The Hedge – Physical Boundaries

Henges and hedges, dill heaps, stone walls and more have marked the edges of a community. In my own little parish, a couple of years ago we re-established “beating the bounds”, a tradition of going around and adding soil and sod to the “dill heaps”, little mounds of earth that mark the parish boundary. We have two boundaries, one for the lower common and one for the upper common. Looking at old maps, we determined that there were 35 dill heaps for the lower common, and established a day when members of the community could walk the
boundaries and search for these little heaps of earth, to reinstate them and to take care of them every two years. It was also the custom to
bounce the youngest child on top of each dill heap: why I have no idea!

Our vicar blessed the community, the farms and fields, the crops and gardens, the shop and school and then we headed out on a four-mile trek through the landscape. At each dill heap I left an offering of seeds for the local wildlife and the Fair Folk .

To walk a boundary is to find where edges meet. In permaculture, the place where two environments meet, such as forest and field, is where there is the most diversity. Where we find our edges meeting with another, we can gain inspiration, called the awen in Druidry. This is
what relationship is all about: the give and take, learning and working together, finding out how you fit in your own local patch. The threads of awen shimmer where the edges meet. These are liminal places, where one energy merges with another, such as at the seashore, or on a
mountaintop between earth and sky, at the edge of a lake or in a park in the middle of a city.

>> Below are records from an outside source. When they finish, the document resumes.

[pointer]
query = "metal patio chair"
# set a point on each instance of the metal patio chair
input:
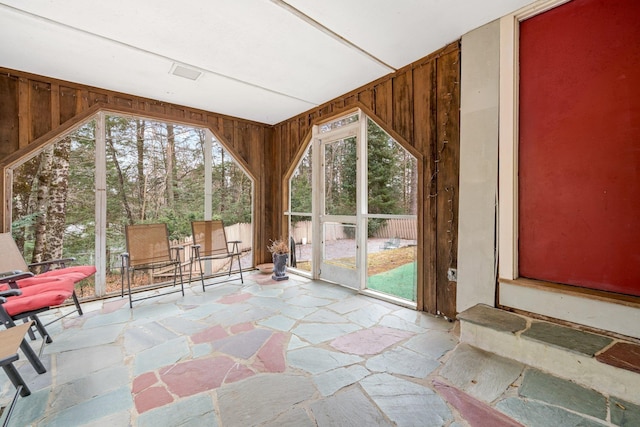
(148, 248)
(210, 243)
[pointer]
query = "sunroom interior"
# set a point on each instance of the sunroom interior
(293, 123)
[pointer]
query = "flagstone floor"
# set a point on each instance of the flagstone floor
(290, 353)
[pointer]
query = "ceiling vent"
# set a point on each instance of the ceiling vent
(187, 73)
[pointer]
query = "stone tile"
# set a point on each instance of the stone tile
(369, 341)
(266, 396)
(297, 313)
(195, 376)
(325, 316)
(309, 301)
(243, 345)
(624, 413)
(209, 335)
(296, 417)
(316, 360)
(234, 298)
(151, 398)
(622, 355)
(407, 403)
(93, 409)
(201, 350)
(154, 309)
(404, 362)
(202, 311)
(473, 410)
(316, 333)
(195, 411)
(280, 323)
(88, 386)
(398, 323)
(567, 338)
(73, 339)
(142, 337)
(533, 413)
(182, 326)
(271, 358)
(273, 304)
(241, 327)
(483, 375)
(429, 321)
(349, 408)
(559, 392)
(348, 305)
(332, 381)
(432, 343)
(113, 318)
(73, 365)
(368, 316)
(496, 319)
(161, 355)
(120, 419)
(109, 306)
(144, 381)
(328, 290)
(295, 343)
(29, 410)
(242, 313)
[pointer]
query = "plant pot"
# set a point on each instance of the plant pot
(280, 266)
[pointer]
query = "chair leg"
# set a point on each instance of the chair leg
(16, 379)
(239, 267)
(32, 357)
(77, 303)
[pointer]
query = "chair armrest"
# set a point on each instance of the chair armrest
(47, 264)
(10, 293)
(11, 279)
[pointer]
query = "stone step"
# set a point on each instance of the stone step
(606, 364)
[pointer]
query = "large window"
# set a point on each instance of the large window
(361, 229)
(68, 201)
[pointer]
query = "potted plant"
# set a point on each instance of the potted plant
(280, 254)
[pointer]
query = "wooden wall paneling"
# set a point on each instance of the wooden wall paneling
(24, 113)
(424, 125)
(448, 156)
(366, 98)
(68, 103)
(9, 114)
(40, 109)
(55, 105)
(402, 89)
(383, 101)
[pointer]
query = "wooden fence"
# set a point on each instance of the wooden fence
(406, 229)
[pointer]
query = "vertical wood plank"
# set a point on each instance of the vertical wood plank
(424, 137)
(24, 117)
(39, 109)
(68, 105)
(383, 101)
(9, 115)
(402, 90)
(448, 146)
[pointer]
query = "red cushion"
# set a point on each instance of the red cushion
(75, 274)
(44, 299)
(35, 281)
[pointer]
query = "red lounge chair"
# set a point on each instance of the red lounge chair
(28, 301)
(12, 261)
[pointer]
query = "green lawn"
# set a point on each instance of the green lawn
(399, 282)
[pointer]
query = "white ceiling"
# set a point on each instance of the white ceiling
(262, 60)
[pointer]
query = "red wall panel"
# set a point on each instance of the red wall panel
(579, 147)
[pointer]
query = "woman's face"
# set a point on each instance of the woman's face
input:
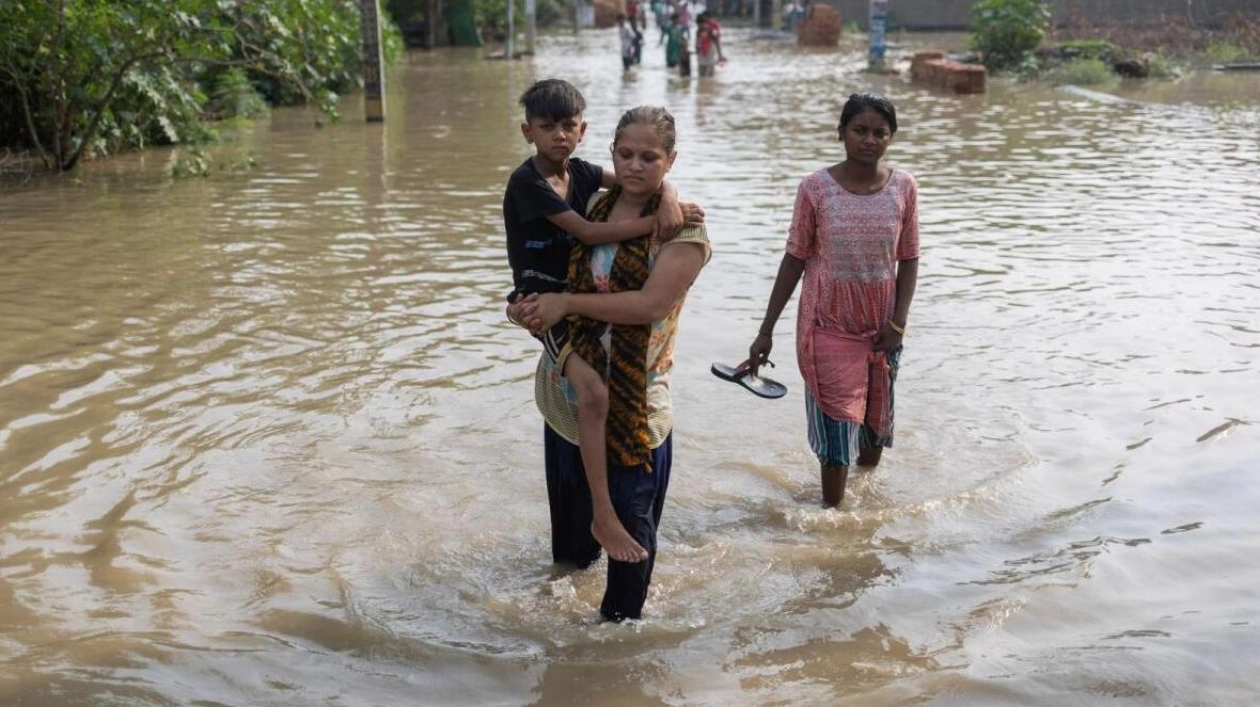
(866, 137)
(640, 161)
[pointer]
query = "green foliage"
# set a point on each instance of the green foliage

Hedges are often places that delineate boundaries, and here in Britain there are some hedgerows that are hundreds and hundreds of years old, places of great bio-diversity in an ever-increasing mono-cultured world. Where I live in East Anglia, it is mostly farmland or grazing pasture, and the hedgerows mark the boundaries of the farmer’s land. They are also incredible habitats for nature, wonderful “corridors” that allow animals to travel many miles in search of food or places to live. Hedges that link with each other can stretch for miles, and are places where wild birds, mice, snakes, toads, insects of all kinds and more can thrive. Hedges are also places that can mark the boundary between our garden and the wilderness beyond. I have a hedge all around my back garden, and at the bottom of the garden the hedge marks the spot
between me and a small patch of a wild and wooded area that flows along the small valley’s depression. Often wild creatures come through
holes in the hedge to visit my garden: fallow deer and muntjac deer, badgers, foxes and pheasants. It’s also a highway for local cats to pass
through into the “wilds” beyond. Yet the hedge is not only a boundary in this very physical sense; it is also a boundary between this world and the Otherworld.